DeepAR is a supervised learning algorithm for forecasting scalar time series. This notebook demonstrates how to prepare a dataset of time series for training DeepAR and how to use the trained model for inference.

This notebook was tested in Amazon SageMaker Studio on ml.t3.medium instance with Python 3 (Data Science) kernel.

[ ]:
import time
import numpy as np
import pandas as pd
import json
import matplotlib.pyplot as plt
import boto3
import sagemaker
from sagemaker import get_execution_role


Let’s start by specifying: - The S3 bucket prefix that you want to use for training and model data. Here we use the default bucket with sagemaker_session.default_bucket(), but you can change this to a bucket of your choosing. This should be within the same region as the Notebook Instance, training, and hosting. - The IAM role arn used to give training and hosting access to your data. See the documentation for how to create these. Here we use the get_execution_role function to obtain the role arn which was specified when creating the notebook.

[ ]:
prefix = "sagemaker/DEMO-deepar"

sagemaker_session = sagemaker.Session()
role = get_execution_role()
bucket = sagemaker_session.default_bucket()

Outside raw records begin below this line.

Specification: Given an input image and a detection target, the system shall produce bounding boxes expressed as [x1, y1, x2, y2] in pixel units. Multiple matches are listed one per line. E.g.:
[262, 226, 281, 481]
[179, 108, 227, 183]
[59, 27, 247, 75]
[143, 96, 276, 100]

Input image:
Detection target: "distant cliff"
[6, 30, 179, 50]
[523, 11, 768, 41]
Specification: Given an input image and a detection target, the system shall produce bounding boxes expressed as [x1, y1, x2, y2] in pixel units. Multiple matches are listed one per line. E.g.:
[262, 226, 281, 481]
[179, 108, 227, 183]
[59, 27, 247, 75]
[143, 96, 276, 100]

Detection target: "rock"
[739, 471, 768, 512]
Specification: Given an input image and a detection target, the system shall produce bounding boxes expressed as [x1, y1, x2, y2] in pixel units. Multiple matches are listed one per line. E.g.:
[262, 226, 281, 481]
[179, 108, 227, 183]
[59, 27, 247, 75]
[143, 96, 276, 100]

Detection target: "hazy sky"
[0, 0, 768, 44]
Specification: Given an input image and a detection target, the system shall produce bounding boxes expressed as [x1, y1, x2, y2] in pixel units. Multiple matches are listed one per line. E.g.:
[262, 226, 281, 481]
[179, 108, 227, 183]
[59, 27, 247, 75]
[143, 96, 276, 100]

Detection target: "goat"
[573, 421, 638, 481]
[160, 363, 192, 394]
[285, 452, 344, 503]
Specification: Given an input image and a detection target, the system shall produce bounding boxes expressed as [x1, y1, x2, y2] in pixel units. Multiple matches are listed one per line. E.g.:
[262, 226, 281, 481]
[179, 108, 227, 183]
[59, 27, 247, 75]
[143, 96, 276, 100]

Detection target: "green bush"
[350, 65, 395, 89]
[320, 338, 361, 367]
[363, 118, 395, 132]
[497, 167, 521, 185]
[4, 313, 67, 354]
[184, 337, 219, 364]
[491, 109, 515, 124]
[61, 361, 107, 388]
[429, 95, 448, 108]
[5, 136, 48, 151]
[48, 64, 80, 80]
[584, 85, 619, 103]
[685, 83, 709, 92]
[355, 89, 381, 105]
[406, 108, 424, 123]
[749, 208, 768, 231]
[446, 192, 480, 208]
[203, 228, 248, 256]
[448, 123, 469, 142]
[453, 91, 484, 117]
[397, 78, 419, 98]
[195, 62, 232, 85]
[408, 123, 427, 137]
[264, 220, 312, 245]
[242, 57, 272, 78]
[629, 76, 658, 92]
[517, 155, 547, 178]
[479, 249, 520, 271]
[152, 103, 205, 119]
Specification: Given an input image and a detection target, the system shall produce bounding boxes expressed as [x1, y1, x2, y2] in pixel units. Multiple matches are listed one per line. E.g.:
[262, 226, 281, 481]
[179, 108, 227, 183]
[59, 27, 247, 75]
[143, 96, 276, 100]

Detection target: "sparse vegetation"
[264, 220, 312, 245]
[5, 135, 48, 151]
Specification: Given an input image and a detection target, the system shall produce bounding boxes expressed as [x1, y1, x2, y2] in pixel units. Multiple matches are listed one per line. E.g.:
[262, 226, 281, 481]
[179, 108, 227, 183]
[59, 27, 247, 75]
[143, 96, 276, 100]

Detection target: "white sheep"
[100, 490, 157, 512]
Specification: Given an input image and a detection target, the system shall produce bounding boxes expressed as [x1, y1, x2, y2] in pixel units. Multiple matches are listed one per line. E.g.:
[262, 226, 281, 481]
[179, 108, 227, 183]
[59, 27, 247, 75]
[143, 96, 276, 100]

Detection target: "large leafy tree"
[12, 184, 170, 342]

s3_data_path = f"{bucket}/{prefix}/data"
s3_output_path = f"{bucket}/{prefix}/output"

Next, we configure the container image to be used for the region that we are running in.

[ ]:
from sagemaker.amazon.amazon_estimator import get_image_uri

image_uri = get_image_uri(boto3.Session().region_name, "forecasting-deepar")

Generating and uploading data

In this toy example we want to train a model that can predict the next 48 points of syntheticly generated time series. The time series that we use have hourly granularity.

[ ]:
freq = "H"
prediction_length = 48

We also need to configure the so-called context_length, which determines how much context of the time series the model should take into account when making the prediction, i.e. how many previous points to look at. A typical value to start with is around the same size as the prediction_length. In our example we will use a longer context_length of 72. Note that in addition to the context_length the model also takes into account the values of the time series at typical seasonal windows e.g. for hourly data the model will look at the value of the series 24h ago, one week ago one month ago etc. So it is not necessary to make the context_length span an entire month if you expect monthly seasonalities in your hourly data.

[ ]:
context_length = 72

For this notebook, we will generate 200 noisy time series, each consisting of 400 data points and with seasonality of 24 hours. In our dummy example, all time series start at the same time point t0. When preparing your data, it is important to use the correct start point for each time series, because the model uses the time-point as a frame of reference, which enables it to learn e.g. that weekdays behave differently from weekends.

[ ]:
t0 = "2016-01-01 00:00:00"
data_length = 400
num_ts = 200
period = 24

Each time series will be a noisy sine wave with a random level.

[ ]:
time_series = []
for k in range(num_ts):
    level = 10 * np.random.rand()
    seas_amplitude = (0.1 + 0.3 * np.random.rand()) * level
    sig = 0.05 * level  # noise parameter (constant in time)
    time_ticks = np.array(range(data_length))
    source = level + seas_amplitude * np.sin(time_ticks * (2 * np.pi) / period)
    noise = sig * np.random.randn(data_length)
    data = source + noise
    index = pd.date_range(start=t0, freq=freq, periods=data_length)
    time_series.append(pd.Series(data=data, index=index))
[ ]:

Often one is interested in tuning or evaluating the model by looking at error metrics on a hold-out set. For other machine learning tasks such as classification, one typically does this by randomly separating examples into train/test sets. For forecasting it is important to do this train/test split in time rather than by series.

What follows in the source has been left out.